Financial constraints and the need to prioritise other content were the main reasons given by the BBC for not going ahead with Irish programming in the late 1970s. A survey of Irish language teaching was prepared for the School Broadcasting Council for Northern Ireland after teachers lobbied for Irish-medium programmes on BBC Northern Ireland. Similar BBC programmes were already provided for Welsh and Scots Gaelic.
The matter was referred to the School Broadcasting Council and the survey was discussed at its meeting on 20 June 1979. The release of the archived paper was due in 2009 but delayed until 2013, possibly due to the sensitive nature of education policy. The author visited seven secondary schools and five primary schools.
It was “extremely difficult to assess the number of schools where Irish is taught” as no statistics were available and there was no primary school syllabus. There was “no evidence” that Irish was taught in controlled primaries but it was “taught in depth” in a small number of Catholic primaries. Most Catholic primary schools taught a small amount of Irish at P4 level and above e.g. “simple greetings, commands, blessings and prayers.” The Department of Education discouraged the introduction of any second language before P4.

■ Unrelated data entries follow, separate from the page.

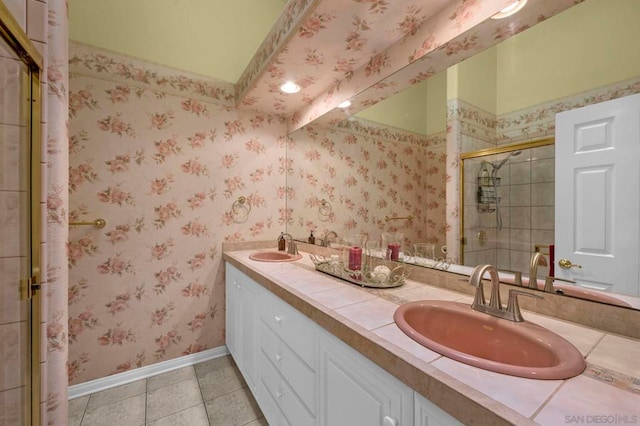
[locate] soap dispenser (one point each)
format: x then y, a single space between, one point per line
281 242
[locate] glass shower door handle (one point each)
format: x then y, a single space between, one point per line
567 264
28 288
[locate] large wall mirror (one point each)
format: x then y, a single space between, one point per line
385 169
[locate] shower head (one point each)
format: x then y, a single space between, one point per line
496 165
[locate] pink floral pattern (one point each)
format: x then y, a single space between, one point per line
172 167
342 165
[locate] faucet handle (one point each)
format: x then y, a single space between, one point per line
512 305
548 283
517 276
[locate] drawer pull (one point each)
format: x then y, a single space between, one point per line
389 421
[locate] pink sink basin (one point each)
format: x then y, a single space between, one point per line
519 349
274 256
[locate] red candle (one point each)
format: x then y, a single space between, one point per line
355 258
393 251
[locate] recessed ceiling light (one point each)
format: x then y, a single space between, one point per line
290 87
513 8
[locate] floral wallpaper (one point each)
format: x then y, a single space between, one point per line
366 172
456 32
164 171
329 41
55 230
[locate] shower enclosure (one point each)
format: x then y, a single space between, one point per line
507 204
20 143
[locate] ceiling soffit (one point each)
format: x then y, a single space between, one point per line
367 50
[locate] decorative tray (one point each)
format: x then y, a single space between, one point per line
375 273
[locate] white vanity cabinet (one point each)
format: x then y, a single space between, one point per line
356 392
287 362
429 414
242 296
300 374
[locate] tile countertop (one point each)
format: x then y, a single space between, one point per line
607 392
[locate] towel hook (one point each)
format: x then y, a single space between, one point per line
98 223
325 209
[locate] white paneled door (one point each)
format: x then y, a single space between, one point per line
597 225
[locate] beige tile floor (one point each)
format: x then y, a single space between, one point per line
210 393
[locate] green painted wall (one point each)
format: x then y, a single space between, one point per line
214 38
590 45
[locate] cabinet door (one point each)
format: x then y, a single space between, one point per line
429 414
232 288
354 391
241 318
247 318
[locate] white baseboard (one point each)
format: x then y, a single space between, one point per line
114 380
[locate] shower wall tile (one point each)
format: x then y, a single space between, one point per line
519 260
18 9
520 173
543 194
36 20
503 259
542 217
520 239
10 311
543 171
520 195
520 217
542 152
12 364
10 157
541 236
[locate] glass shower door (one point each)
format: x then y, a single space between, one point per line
15 240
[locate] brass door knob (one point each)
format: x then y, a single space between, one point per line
566 264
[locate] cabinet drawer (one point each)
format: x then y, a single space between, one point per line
292 326
296 372
293 409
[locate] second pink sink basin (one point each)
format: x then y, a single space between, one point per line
519 349
274 256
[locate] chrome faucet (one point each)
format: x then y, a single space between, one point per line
494 308
291 245
325 239
548 284
536 259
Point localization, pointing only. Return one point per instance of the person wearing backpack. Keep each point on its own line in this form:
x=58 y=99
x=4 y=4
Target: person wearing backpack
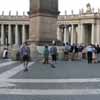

Teaching materials produced in the Republic were unsuitable as they were for beginners aged four or five. Northern pupils only started to learn Irish around the age of nine. The source material was also produced “in Connaught dialect” as opposed to the Ulster dialect.
Schools which placed an importance on Irish spent a maximum of 15 minutes a day on the subject. In most cases, this added up to less than one hour a week of teaching time: “Many [teachers] wish to teach some Irish but lack the confidence to do so.”
The author also noted a marked decline in the number of schools taking part in language-related competitions during the Troubles. The Belfast Feis “has almost disappeared” and due to “civil unrest,” teachers and pupils “are reluctant to travel in or around Belfast.” In some schools, staff felt that parents “might not wish Irish to be taught to their children: the main worry was that a religious and political emphasis was associated with the language.” That said, teachers were “studiously avoiding such controversial areas.”
On the positive side, a South Armagh principal was running in-service training courses in Irish at Newry and Craigavon teaching centres. Another course was planned in Belfast in the near future. The principal “does not expect a vast surge in the teaching of Irish due to his publications” but “feels that any broadcasts in Irish should be aimed at the teachers as a form of in-service training.”
Irish was in a strong position in “almost all” Catholic post-primary schools and usually taught by specialist teachers. It was generally an “obligatory subject” for the first two years and given the same attention as the teaching of French. Interestingly, some Protestant pupils “usually transferred from the Republic … do wish to take Irish at a Protestant school and arrangements are usually made with the local Roman Catholic School.”